Plant-based ready meals the ‘fastest growing’ in category, survey finds

By Oliver Morrison contact

- Last updated on GMT

Image: Getty/4421010037
Image: Getty/4421010037

Related tags: Ready meal

Plant-based ready meals are becoming more available and cheaper than meat SKUs in the UK, according to a survey.

A survey of 2743 ready meals across 10 UK supermarkets by the Eating Better group revealed there were 267 plant-based ready meals available to consumers – a rise of 92% compared to its first survey in 2018.

Supermarkets where plant-based ready meal offerings had risen the most were ALDI and Tesco, where they were up 175% and 103%, respectively. 

Meat-based products still made up 70% of ready meals surveyed – but this represented a drop of 9% since 2018.

The analysis also found plant-based ready meals were also cheaper per portion than meat meals at seven out of ten chains it surveyed.

Eating Better wants consumers to eat “less and better” meat and dairy for health, environment, animal welfare and social justice reasons. It is campaigning to see meat-based options reduced to make up no more than 50% of ready meals ranges in retailers. According to the latest research by Mintel, 86% of UK adults eat ready meals, with three in ten people eating chilled ready meals at least once a week.

The near £4 million ready meal category therefore offers an affordable and accessible way for consumers to enjoy ‘more healthier and sustainable diets’, the group said

However, health and sustainability credentials of the plant-based category often attracts scrutiny​. 

Simon Billing, Executive Director at Eating Better, told FoodNavigator the group wants to see “more balance” on shelves.

“A diet heavy with meat and cheese is not good for us or the planet and currently we eat too much of both,”​ he said. “Our research shows that 84% of the meals we surveyed contain meat, fish or cheese and that 51% of meat meals contain red meat. Science tells us that for our own health and to help tackle climate change and nature loss, we need to be moderating our meat and dairy intake. If we all ate a bit less meat and swapped in some more veg and pulses, it’s better for our health and the environment.”

A recent report by the Food Foundation revealed 77% of adults are eating less veg than recommended by the Eatwell Guide. Almost a third of children aged 5–10 years old eat less than one portion of veg a day, it added, while with the proportion of people eating little to no veg has increased over the past decade for both adults and children.

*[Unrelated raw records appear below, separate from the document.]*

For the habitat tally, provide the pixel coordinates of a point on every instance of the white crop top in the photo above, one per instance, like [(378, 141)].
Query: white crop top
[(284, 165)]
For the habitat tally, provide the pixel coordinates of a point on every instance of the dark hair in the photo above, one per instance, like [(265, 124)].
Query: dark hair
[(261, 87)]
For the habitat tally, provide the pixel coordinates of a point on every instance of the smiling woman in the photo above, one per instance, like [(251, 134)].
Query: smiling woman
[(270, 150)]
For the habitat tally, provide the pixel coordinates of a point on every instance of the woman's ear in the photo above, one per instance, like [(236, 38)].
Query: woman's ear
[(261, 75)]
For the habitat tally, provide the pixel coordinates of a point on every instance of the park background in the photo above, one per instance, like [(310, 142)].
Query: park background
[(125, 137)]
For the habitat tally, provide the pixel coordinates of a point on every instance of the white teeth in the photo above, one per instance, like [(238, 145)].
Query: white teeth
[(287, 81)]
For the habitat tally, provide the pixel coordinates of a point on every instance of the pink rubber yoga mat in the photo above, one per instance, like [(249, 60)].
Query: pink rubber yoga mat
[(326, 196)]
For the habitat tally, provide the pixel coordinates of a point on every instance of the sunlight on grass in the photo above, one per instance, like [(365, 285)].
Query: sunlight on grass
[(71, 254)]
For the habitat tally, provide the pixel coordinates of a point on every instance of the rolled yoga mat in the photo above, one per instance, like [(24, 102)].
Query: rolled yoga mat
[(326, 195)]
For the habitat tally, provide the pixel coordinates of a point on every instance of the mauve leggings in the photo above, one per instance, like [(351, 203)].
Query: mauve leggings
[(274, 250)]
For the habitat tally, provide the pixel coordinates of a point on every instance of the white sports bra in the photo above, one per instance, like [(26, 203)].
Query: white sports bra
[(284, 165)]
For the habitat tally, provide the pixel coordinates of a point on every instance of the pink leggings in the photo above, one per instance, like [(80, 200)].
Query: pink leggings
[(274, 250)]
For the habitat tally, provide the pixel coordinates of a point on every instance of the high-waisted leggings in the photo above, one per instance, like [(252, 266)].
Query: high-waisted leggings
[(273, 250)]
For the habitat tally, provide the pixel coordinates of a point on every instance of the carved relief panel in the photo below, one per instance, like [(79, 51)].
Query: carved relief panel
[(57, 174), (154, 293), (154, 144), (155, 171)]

“Retailers also need to meet corporate climate commitments and sustainability targets so what they say and what they sell needs to match, which in practice means less meat and more veg across the board, not just in prepared products,” ​he added. “We’d like to see meat meals make up no more than 50% of all retailers’ ready meal ranges, as well as reduced portion sizes for meat and cheese in prepared products, having more veg, whole grains and pulses in all ready meals, and more plant-based options on the shelves.”

Meet the world’s first ‘carbon neutral ready meal company’

Shane Ryan, founder of fiid, the Irish plant-based company that claims to be the world’s first ‘carbon neutral ready meal company’ said being plant-based was “a huge advantage because plants and vegetables are proven to have lower greenhouse gas emissions, compared to meat and dairy. Of course, this depends on how plants and vegetables are produced and transported”.​ 

He added that being in the ambient aisle is also an advantage in lowering emissions.

“Being a long-life ready meal resulted in a positive impact as well. This mainly is a result of our logistics emissions. Because we are an ambient ready meal, we don’t require chilled or refrigerated transportation for most of our markets. Refrigerated transportation has been referred to our team as ‘air conditioning on water’, which leads to much higher emissions. If we were a fresh, chilled or frozen brand, we would require chilled and refrigerated transport for all our markets, leading to significantly higher emissions. 

“Although these two areas brought us positive results, we are looking at ways to reduce their emissions output by sourcing ingredients closer to our manufacturer and partnering with logistics companies with robust sustainability agendas.”